Telling your child with diabetes about their condition is difficult. Trying to explain to them that they now have to eat according to a specified meal plan, that you will be monitoring their blood glucose using a diabetes device and they may have to take insulin shots, and that their diabetes is here to stay requires honesty, empathy, and patience. Depending on their age, your child may feel angry, shocked, confused, and miserable.
Here is how to help your child understand their diabetes.
- Tell them the truth
Explain the condition to your kids fully. Don’t hide what the condition means for them or the new things they’ll have to start doing. Tell them their Type 1 diabetes isn’t preventable, and won’t go away. Give them all the information about what life will now be like for them.
Inform them that they will need the right nutrition, enough exercise, insulin shots, and glucose monitoring. Don’t hide any facts, but don’t make it seem scarier than it is either. Inform them that their diabetes hasn’t come about because of something they’ve done, and that their life won’t stop because of this. Rather, they will just have to adjust to a new lifestyle.
2. Stress that their life will mostly remain the same
Your kids may extrapolate and start worrying about their entire life changing because of their childhood diabetes. Tell them that although they will have to be precautions they take and new adjustments, they can, for the large part, continue to live their life as it is. They can still go to school, play with their friends on weekends, go for sleepovers, camps, swim, as long as they do what’s necessary to manage their blood sugar levels.

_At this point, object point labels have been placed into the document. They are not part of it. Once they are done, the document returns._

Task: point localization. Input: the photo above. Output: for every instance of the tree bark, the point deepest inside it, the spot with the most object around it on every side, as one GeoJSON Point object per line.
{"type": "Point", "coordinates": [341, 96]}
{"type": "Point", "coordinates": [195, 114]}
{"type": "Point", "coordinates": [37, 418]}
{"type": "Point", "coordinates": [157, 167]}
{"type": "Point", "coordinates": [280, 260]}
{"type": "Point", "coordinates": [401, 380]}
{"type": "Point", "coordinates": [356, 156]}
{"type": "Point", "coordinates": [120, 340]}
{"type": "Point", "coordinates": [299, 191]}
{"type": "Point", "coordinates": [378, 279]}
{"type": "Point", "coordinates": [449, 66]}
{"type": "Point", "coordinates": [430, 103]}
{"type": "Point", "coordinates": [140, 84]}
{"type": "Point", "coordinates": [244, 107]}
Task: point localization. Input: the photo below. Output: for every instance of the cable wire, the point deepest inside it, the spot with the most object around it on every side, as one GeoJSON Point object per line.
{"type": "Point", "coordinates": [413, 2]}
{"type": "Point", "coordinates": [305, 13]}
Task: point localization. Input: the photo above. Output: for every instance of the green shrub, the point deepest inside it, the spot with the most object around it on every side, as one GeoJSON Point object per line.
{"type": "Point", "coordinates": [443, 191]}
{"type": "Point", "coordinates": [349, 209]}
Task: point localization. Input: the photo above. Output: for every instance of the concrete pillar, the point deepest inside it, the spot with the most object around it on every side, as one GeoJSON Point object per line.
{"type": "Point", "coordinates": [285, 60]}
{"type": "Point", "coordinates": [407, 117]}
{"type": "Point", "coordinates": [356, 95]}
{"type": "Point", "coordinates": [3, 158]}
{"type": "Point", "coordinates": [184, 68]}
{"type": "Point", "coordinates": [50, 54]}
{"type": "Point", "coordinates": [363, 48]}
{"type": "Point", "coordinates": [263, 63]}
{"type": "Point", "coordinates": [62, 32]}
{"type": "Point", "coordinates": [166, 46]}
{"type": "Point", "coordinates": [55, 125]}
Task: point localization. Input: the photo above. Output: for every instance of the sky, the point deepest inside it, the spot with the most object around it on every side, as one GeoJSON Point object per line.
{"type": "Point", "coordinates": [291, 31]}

3.Explain that they don’t have to stop consuming sweets
The most common misconception about diabetes is that you have to completely stop eating sweets. Adults and children with diabetes can still eat sugary treats such as cakes and chocolate, so long as they fit into the eating plan for the day.

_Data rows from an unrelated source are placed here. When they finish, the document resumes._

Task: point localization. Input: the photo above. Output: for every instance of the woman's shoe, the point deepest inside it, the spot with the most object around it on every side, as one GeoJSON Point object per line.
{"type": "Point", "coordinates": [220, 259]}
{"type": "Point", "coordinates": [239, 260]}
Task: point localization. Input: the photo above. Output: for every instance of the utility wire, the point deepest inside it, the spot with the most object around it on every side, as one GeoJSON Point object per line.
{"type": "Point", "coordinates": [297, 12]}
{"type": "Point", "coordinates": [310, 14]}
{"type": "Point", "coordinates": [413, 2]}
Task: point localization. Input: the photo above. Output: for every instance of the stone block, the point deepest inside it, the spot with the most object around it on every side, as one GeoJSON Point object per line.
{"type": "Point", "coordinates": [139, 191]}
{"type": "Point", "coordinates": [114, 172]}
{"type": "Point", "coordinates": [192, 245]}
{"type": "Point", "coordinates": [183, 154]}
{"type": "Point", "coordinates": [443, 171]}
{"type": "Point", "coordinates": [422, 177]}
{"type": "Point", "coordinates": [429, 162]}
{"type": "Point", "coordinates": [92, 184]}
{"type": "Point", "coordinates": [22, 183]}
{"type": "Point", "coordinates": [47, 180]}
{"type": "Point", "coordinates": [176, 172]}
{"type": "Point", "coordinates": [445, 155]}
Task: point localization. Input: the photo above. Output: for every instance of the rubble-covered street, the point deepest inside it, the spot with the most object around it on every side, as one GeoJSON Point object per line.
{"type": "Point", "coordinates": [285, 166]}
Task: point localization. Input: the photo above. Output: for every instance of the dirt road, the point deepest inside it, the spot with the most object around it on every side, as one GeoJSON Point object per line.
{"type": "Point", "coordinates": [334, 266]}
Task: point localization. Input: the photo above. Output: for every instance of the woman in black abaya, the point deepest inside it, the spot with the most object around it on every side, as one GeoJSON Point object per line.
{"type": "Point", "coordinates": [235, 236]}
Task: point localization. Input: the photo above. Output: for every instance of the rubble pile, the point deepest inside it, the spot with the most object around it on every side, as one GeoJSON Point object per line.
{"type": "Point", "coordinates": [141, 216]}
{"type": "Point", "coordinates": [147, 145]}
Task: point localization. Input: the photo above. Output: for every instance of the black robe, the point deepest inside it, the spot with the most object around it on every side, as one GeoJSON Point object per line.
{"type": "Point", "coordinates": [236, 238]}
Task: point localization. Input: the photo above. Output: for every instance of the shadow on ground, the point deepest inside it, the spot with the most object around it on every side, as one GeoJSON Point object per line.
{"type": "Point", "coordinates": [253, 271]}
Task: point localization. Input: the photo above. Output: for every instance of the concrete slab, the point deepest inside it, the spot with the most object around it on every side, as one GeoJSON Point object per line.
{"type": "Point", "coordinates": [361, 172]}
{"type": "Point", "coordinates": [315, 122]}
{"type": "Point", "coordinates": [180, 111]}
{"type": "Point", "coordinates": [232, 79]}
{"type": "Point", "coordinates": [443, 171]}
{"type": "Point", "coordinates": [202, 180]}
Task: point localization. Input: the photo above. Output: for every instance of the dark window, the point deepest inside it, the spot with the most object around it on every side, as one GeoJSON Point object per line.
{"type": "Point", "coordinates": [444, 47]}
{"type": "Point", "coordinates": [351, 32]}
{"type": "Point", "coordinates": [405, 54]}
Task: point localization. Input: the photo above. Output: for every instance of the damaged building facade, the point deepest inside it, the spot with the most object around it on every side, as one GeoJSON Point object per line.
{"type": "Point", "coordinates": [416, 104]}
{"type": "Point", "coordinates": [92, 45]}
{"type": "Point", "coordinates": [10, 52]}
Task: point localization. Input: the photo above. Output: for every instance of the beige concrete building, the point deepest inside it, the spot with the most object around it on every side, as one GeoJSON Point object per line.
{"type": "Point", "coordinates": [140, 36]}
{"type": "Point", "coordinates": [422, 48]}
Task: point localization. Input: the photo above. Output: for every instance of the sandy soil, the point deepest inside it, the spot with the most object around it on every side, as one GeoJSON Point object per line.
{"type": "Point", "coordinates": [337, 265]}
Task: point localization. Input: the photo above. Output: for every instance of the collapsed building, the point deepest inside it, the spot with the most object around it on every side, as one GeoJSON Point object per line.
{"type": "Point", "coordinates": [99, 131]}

4.Tell them that insulin is necessary
Explain to your child that their medication isn’t a choice- they must take their medication as prescribed. There can’t be days when they “don’t feel like it”. Taking medication is necessary for their health.

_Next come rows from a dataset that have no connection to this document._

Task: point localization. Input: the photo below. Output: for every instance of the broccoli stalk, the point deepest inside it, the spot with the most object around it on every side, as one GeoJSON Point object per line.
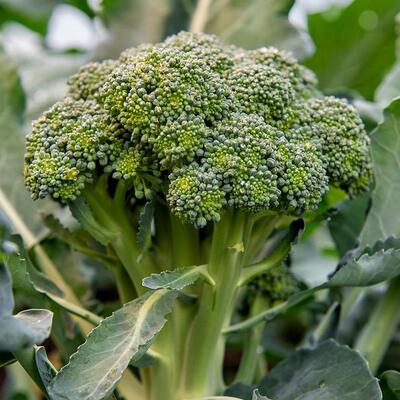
{"type": "Point", "coordinates": [191, 152]}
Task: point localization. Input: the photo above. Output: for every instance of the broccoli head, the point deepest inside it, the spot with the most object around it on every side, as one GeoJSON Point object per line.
{"type": "Point", "coordinates": [205, 126]}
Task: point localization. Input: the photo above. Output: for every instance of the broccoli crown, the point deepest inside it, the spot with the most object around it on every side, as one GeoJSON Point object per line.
{"type": "Point", "coordinates": [204, 124]}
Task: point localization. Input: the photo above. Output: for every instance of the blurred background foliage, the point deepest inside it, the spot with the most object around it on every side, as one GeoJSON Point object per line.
{"type": "Point", "coordinates": [353, 47]}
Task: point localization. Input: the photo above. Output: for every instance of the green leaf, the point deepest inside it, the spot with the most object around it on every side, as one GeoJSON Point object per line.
{"type": "Point", "coordinates": [23, 329]}
{"type": "Point", "coordinates": [389, 88]}
{"type": "Point", "coordinates": [15, 200]}
{"type": "Point", "coordinates": [253, 24]}
{"type": "Point", "coordinates": [24, 268]}
{"type": "Point", "coordinates": [329, 372]}
{"type": "Point", "coordinates": [178, 278]}
{"type": "Point", "coordinates": [367, 270]}
{"type": "Point", "coordinates": [6, 296]}
{"type": "Point", "coordinates": [240, 391]}
{"type": "Point", "coordinates": [99, 363]}
{"type": "Point", "coordinates": [81, 211]}
{"type": "Point", "coordinates": [6, 359]}
{"type": "Point", "coordinates": [277, 254]}
{"type": "Point", "coordinates": [346, 224]}
{"type": "Point", "coordinates": [132, 22]}
{"type": "Point", "coordinates": [390, 380]}
{"type": "Point", "coordinates": [355, 45]}
{"type": "Point", "coordinates": [12, 93]}
{"type": "Point", "coordinates": [258, 396]}
{"type": "Point", "coordinates": [384, 217]}
{"type": "Point", "coordinates": [34, 14]}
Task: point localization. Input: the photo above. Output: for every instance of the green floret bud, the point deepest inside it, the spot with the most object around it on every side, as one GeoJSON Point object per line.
{"type": "Point", "coordinates": [205, 47]}
{"type": "Point", "coordinates": [195, 195]}
{"type": "Point", "coordinates": [179, 140]}
{"type": "Point", "coordinates": [344, 142]}
{"type": "Point", "coordinates": [86, 83]}
{"type": "Point", "coordinates": [204, 126]}
{"type": "Point", "coordinates": [240, 155]}
{"type": "Point", "coordinates": [302, 177]}
{"type": "Point", "coordinates": [161, 84]}
{"type": "Point", "coordinates": [276, 285]}
{"type": "Point", "coordinates": [261, 89]}
{"type": "Point", "coordinates": [302, 79]}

5.Help them understand their symptoms
Understanding your children’s symptoms is a big part of parenting a child with Type 1 diabetes, but you won’t always be there to spot them. Your kids have to learn to spot them for themselves. This will be easier for older kids than it will be for younger children, although teenagers are more likely to recklessly ignore their symptoms in the pursuit of fun.
Teach your children, however old they are, that listening to their body is important, and that ignoring them will do them much more harm in both the short-term and the long-term. Explain that when they feel their symptoms aggravate, they should inform you.